AMD Threadripper 9000 is taking a victory lap to drive home its dominance over Intel and to prove the HEDT market belongs entirely to AMD. You might look at a range of Threadripper prices that start around £1,350 and then head up to £2,250 and arrive at £4,500 and say to yourself, ‘woot, that's too strong for my blood' and AMD would reply, ‘no problem, Ryzen 9 can be bought for less than £400'.
On the other hand, if you decide you need the biggest and the best (and can live with a CPU power draw of 350W) you need to select your CPU carefully. Clearly these Threadrippers make little sense for gamers but they also bring marginal benefit if you are working with Adobe Premiere or Handbrake. Our advice is to carefully consider the software you use and to ponder the trade-off between core count and clock speed. We can see the use case for the 32-core 9970X but struggle to see who might benefit from the 64-core 9980X.
You can buy Threadripper 9980X for £4,480 inc VAT, while Threadripper 9970X will cost £2,240 inc VAT.
AMD Threadripper 9980X
Pros
- Excellent performance and a useful improvement over Zen 4 7980X.
- Easy to cool at 80 degrees C despite 350W power draw.
- Good motherboard and driver support.
Cons:
- High system cost.
- Check your software will benefit from anything like 64 cores.

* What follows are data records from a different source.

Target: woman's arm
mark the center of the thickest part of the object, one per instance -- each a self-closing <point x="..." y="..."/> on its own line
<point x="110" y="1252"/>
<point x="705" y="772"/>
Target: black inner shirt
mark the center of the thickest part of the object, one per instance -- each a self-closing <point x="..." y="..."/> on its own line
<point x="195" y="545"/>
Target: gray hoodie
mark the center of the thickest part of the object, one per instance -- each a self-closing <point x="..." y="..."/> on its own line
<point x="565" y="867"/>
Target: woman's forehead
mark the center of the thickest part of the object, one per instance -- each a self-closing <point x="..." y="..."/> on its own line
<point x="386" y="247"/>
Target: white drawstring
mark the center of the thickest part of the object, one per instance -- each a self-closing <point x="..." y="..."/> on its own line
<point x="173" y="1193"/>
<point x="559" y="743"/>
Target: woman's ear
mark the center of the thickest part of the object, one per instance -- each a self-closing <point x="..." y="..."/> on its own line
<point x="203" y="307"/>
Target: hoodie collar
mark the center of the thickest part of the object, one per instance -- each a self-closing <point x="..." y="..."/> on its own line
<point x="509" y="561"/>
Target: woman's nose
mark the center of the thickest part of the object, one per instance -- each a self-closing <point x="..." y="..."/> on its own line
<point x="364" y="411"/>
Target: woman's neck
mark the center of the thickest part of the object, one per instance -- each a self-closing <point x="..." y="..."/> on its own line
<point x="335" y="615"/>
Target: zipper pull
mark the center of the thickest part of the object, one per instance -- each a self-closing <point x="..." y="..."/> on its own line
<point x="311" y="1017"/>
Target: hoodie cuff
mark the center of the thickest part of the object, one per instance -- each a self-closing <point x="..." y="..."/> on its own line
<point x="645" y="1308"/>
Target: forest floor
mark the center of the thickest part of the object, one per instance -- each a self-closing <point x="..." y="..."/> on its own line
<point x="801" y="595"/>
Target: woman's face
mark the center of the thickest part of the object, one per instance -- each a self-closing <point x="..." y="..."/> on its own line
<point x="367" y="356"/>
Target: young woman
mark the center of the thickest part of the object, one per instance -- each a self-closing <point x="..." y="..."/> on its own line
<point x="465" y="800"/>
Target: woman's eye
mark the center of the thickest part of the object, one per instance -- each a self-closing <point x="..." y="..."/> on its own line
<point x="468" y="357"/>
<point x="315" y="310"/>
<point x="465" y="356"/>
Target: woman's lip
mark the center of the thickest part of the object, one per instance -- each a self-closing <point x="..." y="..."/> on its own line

- Clock speed is held back by the massive core count.
AMD Threadripper 9970X
Pros:
- Impressive performance and useful levels of boost in short workloads.
- Faster memory delivers a small benefit when the clocks speeds are high.
- The huge CPU is easy to cool despite the high power draw.
Cons:
- The 9970X is significantly cheaper than 9980X but you still need a high end motherboard, memory and GPU.
- High power draw makes air con a necessity.
KitGuru says: Zen 5 Threadripper 9000 has landed and it delivers a useful increase in IPC and memory speed.